O mundo que deixamos

Primeiro o conhecimento, depois a opinião. Dá trabalho, muito mais trabalho, mas é a única maneira de impedir que os nossos filhos fiquem reféns de algoritmos que não conhecemos e com eles o mundo

O que se ensina não é o que se aprende. Os nossos filhos não estão a ser educados por pais, pela escola ou sequer doutrinados por forças ocultas dominadas por cérebros malignos. Aquilo que eles aprendem está nos algoritmos. É um ciclo vicioso de procura e oferta que tem como objetivo que os olhos não se desviem dos écrans, a adição. É só isto. Qualquer coisa para os manter agarrados: uma receita de bolo de chocolate, um vídeo de cães e gatos, um discurso explosivo de Trump ou uma bizarria criada pela IA de um bicho que nasceu com sete cabeças em Marte. Sendo o scroll infinito, vale tudo. E tudo pode ser verdadeiro. Aliás, a verdade é um pormenor. Neste jogo de sombras, tal e qual a caverna de Platão, a única certeza é a imprevisibilidade. Perante esta realidade, que é paralela ao mundo real e ao mundo da maioria dos adultos, vivemos como trapezistas sem saber qual é a moda de amanhã, qual o tema e quais as tendências, sem objetividade, racionalidade e muito menos lógica.

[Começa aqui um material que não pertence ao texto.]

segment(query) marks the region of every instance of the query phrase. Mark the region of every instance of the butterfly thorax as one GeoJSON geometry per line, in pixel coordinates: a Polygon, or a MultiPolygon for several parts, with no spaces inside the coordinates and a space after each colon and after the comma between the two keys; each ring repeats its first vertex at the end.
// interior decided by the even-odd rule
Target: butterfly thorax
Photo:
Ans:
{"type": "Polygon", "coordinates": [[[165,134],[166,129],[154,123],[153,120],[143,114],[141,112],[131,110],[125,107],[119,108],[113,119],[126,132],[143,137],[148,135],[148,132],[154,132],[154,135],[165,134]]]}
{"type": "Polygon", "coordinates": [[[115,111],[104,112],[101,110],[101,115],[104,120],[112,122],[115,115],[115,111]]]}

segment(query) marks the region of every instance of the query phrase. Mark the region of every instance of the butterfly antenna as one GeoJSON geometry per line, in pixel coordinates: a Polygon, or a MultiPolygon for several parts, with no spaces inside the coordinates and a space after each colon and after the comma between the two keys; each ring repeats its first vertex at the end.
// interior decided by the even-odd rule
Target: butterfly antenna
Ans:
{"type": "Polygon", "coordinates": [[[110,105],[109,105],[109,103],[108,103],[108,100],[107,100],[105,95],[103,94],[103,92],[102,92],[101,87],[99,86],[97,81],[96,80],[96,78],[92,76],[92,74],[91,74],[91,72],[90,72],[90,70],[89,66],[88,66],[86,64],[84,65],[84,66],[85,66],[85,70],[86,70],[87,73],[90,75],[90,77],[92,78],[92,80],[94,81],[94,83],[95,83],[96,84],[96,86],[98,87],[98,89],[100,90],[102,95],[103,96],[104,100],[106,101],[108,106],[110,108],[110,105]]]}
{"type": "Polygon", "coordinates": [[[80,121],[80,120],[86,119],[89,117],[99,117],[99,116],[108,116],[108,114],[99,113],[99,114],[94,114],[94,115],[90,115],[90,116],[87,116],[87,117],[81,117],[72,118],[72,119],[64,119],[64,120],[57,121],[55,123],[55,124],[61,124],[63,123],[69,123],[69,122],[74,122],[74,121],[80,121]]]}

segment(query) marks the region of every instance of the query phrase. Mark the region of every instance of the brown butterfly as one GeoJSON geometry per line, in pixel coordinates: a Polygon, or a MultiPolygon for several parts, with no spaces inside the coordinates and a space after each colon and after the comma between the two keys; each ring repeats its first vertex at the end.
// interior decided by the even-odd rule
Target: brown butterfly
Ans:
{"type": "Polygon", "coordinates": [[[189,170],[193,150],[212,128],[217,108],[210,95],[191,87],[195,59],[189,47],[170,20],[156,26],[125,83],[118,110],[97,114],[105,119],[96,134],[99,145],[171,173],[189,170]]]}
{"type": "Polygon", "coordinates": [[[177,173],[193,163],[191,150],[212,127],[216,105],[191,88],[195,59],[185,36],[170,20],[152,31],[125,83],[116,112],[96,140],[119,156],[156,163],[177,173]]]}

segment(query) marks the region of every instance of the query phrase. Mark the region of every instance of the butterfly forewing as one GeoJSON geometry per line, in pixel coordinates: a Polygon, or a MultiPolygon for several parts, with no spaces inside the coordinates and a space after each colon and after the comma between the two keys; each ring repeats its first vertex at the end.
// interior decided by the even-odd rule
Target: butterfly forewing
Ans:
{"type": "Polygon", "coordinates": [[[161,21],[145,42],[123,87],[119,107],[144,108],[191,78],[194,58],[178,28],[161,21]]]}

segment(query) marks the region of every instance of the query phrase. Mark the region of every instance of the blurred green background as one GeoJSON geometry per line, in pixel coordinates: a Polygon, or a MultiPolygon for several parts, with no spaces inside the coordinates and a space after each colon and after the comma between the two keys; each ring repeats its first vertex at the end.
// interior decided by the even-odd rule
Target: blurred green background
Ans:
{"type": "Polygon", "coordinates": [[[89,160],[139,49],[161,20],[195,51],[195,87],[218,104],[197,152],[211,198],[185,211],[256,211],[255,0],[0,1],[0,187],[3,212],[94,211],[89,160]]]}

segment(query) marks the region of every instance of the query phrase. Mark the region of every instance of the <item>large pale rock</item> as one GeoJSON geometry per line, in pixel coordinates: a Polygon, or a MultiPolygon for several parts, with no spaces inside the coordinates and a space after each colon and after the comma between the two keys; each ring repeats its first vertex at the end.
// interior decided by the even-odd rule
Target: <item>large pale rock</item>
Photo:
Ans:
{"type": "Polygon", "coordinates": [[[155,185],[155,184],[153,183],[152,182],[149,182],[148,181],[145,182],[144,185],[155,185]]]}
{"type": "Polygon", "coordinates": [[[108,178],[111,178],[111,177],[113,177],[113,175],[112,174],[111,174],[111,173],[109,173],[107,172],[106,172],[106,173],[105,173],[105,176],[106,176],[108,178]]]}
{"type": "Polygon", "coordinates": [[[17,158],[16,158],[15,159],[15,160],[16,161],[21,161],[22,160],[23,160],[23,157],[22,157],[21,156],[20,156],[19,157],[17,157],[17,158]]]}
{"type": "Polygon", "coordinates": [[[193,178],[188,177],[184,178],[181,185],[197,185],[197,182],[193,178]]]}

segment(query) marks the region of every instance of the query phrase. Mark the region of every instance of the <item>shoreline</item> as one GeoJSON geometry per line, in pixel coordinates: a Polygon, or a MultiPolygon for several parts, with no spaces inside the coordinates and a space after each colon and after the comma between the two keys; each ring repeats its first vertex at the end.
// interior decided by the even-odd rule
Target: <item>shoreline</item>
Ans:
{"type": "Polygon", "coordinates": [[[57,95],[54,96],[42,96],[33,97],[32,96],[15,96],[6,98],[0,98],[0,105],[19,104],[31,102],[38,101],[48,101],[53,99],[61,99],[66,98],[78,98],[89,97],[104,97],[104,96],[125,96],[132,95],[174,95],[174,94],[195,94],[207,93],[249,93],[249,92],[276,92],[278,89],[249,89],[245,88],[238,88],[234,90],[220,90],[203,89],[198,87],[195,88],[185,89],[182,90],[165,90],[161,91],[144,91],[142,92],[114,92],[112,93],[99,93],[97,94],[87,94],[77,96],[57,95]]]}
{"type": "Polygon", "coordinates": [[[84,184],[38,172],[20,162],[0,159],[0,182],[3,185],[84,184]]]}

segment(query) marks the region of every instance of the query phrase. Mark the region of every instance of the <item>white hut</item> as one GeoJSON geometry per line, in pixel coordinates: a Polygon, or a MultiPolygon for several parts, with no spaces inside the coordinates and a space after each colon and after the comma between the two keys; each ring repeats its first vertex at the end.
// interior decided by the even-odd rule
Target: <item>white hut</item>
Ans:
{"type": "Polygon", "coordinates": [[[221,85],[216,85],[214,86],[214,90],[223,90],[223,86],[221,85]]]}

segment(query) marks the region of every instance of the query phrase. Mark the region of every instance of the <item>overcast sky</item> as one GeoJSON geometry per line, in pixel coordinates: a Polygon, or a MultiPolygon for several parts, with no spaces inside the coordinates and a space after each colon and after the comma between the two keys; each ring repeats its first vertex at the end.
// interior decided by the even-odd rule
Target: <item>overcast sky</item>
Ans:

A tentação, a mais fácil, é descer de nível. É entrar no jogo do algoritmo e tentar conciliar a realidade com o algoritmo. Se não os podes vencer, junta-te a eles, diz o lema. Mas essa opção é como ensinar um bebé a falar, ensinando-o a falar à bebé. Os líderes mundiais e todos os outros aderiram à comunicação direta, através do X ou do TikTok, embrulhando as mensagens em sound bytes que apelam a vários sentimentos e sensações: ao medo, à raiva, ao desprezo ou ao fanatismo. E a adição é o objetivo, o descontrolo é o resultado mais previsível.
É neste mundo que vivemos. O passado, as lições do passado, a História, conta pouco ou nada. Todos têm opiniões sobre tudo apenas fundamentadas pelos push que nos saltam do telemóvel. Sem mais. O espírito crítico, que só existe quando há conhecimento, não é uma variável para as escolhas que se fazem ou para ideias que se defendem. A sensação ocupou o espaço da razão.
Como lidar com isto é uma questão de difícil resposta e a resposta já pode vir tarde. Regular as formas de informação num mundo cibernético e de IA é como tentar ajustar as marés por decreto. Proibir, limitar, condicionar implica sancionar, e num mudo cibernético que é global, mas que a autoridade não o é, torna-se praticamente impossível.
Resta-nos a educação. Como em tudo na educação, cada caso é um caso e cada casa uma casa. No entanto, como todos os pais muito bem sabem, é nas pequenas atitudes e opções que se fazem as grandes transformações, os detalhes são o que mais diferença faz. Num mundo em que o descontrolo da informação levou ao descontrole de tudo o resto, é nossa, dos pais, responsabilidade em recentrar, ensinar, explicar e comunicar. Só assim se criam e educam espíritos livres e críticos. Primeiro o conhecimento, depois a opinião. Dá trabalho, muito mais trabalho, mas é a única maneira de impedir que os nossos filhos sejam reféns de algoritmos que não conhecemos e com eles o mundo. Temos de começar a ensinar aquilo que eles devem aprender e não de querer aprender com eles como funciona o TikTok. O mundo que lhes deixamos depende disso, daquilo que lhes ensinamos e do conhecimento que lhes passamos.